ADOBE ACROBAT: http://www.adobe.de/products/acrobat/main.html
FREEHAND 20: http://www.macromedia.com/de/

sind meiner meinung nach die besten


----------



## Meister Eder (5. November 2002)

ähäm...

ich will die pdf´s bearbeiten, einen acrobat reader hab ich ja, aber mit dem kann ich nichts in der schrift ändern/löschen/dazuschreiben !


----------



## Christoph (5. November 2002)

*zurückhalt*

ich hoff du weisst das es einen Unterschied zwischen Acrobat READER und acrobat gibt?

mit dem ACROBAT, kann man PDF´s erstellen, bearbeiten.


----------



## Meister Eder (5. November 2002)

... ach ja ?
oh !

was also tun ?

acrobat besorgen ? kann ich denn mit dem pdf´s einlesen und bearbeiten ?


----------



## mirscho (5. November 2002)

@hochi wirklich gute erklärungen...jez dürfte auch ich es langsam verstanden haben 

..also, hochi hat das schon gesagt, du brauchst acrobat von adobe
da gibt es nicht nur den reader sonder auch distiller, server usw...
so, nur empfehle ich dir, such dir lieber ein freeware tool was pdfs erzeugen kann. hatte da mal was vor längerer Zeit in der Chip oder pcwelt gelesen...warum sage ich das? Weil du garantiert nicht willig bist 500€ auszugeben dafür, oder ist das erzeugen solcher dokumente deine tägliche arbeit?...ich denk mal nicht...

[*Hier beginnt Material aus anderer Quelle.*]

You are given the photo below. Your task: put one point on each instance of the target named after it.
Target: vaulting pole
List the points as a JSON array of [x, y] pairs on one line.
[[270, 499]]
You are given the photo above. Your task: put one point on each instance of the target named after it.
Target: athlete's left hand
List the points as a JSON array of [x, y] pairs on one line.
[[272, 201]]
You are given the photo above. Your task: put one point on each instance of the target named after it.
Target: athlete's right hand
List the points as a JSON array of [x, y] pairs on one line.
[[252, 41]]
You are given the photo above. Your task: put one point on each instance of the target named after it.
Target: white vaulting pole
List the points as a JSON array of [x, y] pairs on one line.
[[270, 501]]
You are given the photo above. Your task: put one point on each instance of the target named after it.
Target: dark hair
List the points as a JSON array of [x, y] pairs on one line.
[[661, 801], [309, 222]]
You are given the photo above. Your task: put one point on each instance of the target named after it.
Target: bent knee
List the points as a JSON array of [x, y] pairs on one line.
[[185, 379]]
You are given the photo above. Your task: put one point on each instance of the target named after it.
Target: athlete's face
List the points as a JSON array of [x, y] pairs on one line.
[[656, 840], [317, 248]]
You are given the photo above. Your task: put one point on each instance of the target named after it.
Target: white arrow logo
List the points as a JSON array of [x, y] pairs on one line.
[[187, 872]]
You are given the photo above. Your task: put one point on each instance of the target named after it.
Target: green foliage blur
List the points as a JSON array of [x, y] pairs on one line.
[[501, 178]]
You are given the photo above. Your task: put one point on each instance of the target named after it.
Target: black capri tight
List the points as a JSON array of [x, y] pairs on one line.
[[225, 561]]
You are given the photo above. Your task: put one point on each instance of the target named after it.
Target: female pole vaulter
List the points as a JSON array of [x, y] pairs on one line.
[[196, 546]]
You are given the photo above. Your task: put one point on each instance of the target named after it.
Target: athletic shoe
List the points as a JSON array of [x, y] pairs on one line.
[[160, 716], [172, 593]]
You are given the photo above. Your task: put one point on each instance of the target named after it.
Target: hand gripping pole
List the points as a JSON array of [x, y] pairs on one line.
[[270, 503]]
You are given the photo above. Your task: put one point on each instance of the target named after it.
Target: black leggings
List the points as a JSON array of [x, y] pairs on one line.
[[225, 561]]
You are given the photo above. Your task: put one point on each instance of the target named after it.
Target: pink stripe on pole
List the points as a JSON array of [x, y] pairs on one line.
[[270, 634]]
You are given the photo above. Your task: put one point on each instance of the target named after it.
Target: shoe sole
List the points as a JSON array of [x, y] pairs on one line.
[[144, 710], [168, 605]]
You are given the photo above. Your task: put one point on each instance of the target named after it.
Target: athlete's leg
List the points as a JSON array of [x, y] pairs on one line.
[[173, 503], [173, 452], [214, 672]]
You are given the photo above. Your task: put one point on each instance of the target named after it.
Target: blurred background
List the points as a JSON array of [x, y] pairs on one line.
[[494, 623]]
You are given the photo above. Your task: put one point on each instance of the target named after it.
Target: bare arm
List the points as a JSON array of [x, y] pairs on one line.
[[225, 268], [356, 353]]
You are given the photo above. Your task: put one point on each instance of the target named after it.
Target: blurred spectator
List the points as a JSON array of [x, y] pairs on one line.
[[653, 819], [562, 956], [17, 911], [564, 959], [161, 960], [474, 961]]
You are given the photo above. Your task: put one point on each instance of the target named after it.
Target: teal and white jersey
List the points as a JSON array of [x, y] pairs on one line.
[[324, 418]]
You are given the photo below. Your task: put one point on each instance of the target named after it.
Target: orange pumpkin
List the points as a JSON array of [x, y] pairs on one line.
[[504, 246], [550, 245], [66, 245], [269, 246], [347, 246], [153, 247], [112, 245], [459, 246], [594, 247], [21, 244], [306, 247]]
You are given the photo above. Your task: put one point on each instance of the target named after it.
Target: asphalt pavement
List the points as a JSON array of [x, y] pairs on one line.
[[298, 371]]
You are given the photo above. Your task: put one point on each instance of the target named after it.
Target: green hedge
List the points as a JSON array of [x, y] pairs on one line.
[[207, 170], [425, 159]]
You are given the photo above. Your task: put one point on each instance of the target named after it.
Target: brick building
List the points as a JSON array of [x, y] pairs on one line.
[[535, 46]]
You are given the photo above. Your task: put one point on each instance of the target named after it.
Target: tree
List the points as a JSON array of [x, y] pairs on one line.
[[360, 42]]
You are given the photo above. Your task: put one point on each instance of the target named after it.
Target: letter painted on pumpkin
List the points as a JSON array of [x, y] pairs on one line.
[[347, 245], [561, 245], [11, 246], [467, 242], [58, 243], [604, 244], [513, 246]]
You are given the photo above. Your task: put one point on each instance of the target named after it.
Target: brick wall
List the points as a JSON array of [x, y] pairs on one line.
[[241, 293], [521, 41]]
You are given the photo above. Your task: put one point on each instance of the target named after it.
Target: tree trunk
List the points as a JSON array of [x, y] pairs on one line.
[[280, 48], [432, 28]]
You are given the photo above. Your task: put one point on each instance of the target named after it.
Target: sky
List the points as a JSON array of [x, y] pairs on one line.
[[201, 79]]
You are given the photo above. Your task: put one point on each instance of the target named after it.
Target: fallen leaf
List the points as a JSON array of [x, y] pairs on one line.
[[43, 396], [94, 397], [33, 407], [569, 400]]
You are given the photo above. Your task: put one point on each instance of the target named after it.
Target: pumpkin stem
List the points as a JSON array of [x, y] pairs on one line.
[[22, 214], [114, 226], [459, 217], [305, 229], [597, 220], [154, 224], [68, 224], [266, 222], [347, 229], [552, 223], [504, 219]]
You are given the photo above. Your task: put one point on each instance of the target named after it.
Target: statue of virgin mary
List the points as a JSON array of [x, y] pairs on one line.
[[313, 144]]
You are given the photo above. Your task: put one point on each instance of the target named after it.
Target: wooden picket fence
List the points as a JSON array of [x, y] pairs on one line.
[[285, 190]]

so und jez guck mal nach solchen programmen im inet...sorry das ich dir keinen namen sagen kann, aber ich beschäftige mich damit nicht...


bis denne...


----------



## Christoph (5. November 2002)

PDF Express 9X 2.00  => http://www.pdftoolshed.com/
Acropad PDF Creator 1.0  ==> http://www.dreamscape.it/
PDF-XChange 2.00.0065  ==> http://www.docu-track.com/
Easy PDF 1.6  ==> http://www.visagesoft.com/
Easy PDF Converter 2.0  ==> http://www.sowedoo.com/
Text-PDF 1.2  ==> http://www.aldostools.com/

als ob ihr nicht selber suchen könntet


----------



## mirscho (5. November 2002)

warum ich?!?  :| 

will ich pdfs erstellen? nöööööö %) 

aber trotzdem: HERZLICH DANK! *händschüttel*


----------



## Meister Eder (5. November 2002)

danke für die links hochi, hab´s mitlerweile auch schon mit pdf express gelöst.
ach ja, warum selber suchen wenn der hochi sucht ?


----------



## Meister Eder (5. November 2002)

@ hochi:
ach ja, ich hab gelelesen du arbeitest im medienbereich. was genau machst du denn da ? (pm)


----------



## Christoph (6. November 2002)

> warum selber suchen wenn der hochi sucht ?


naja so lustig is das dann auch nicht :|


----------



## Meister Eder (6. November 2002)

war ja nicht böse gemeint


----------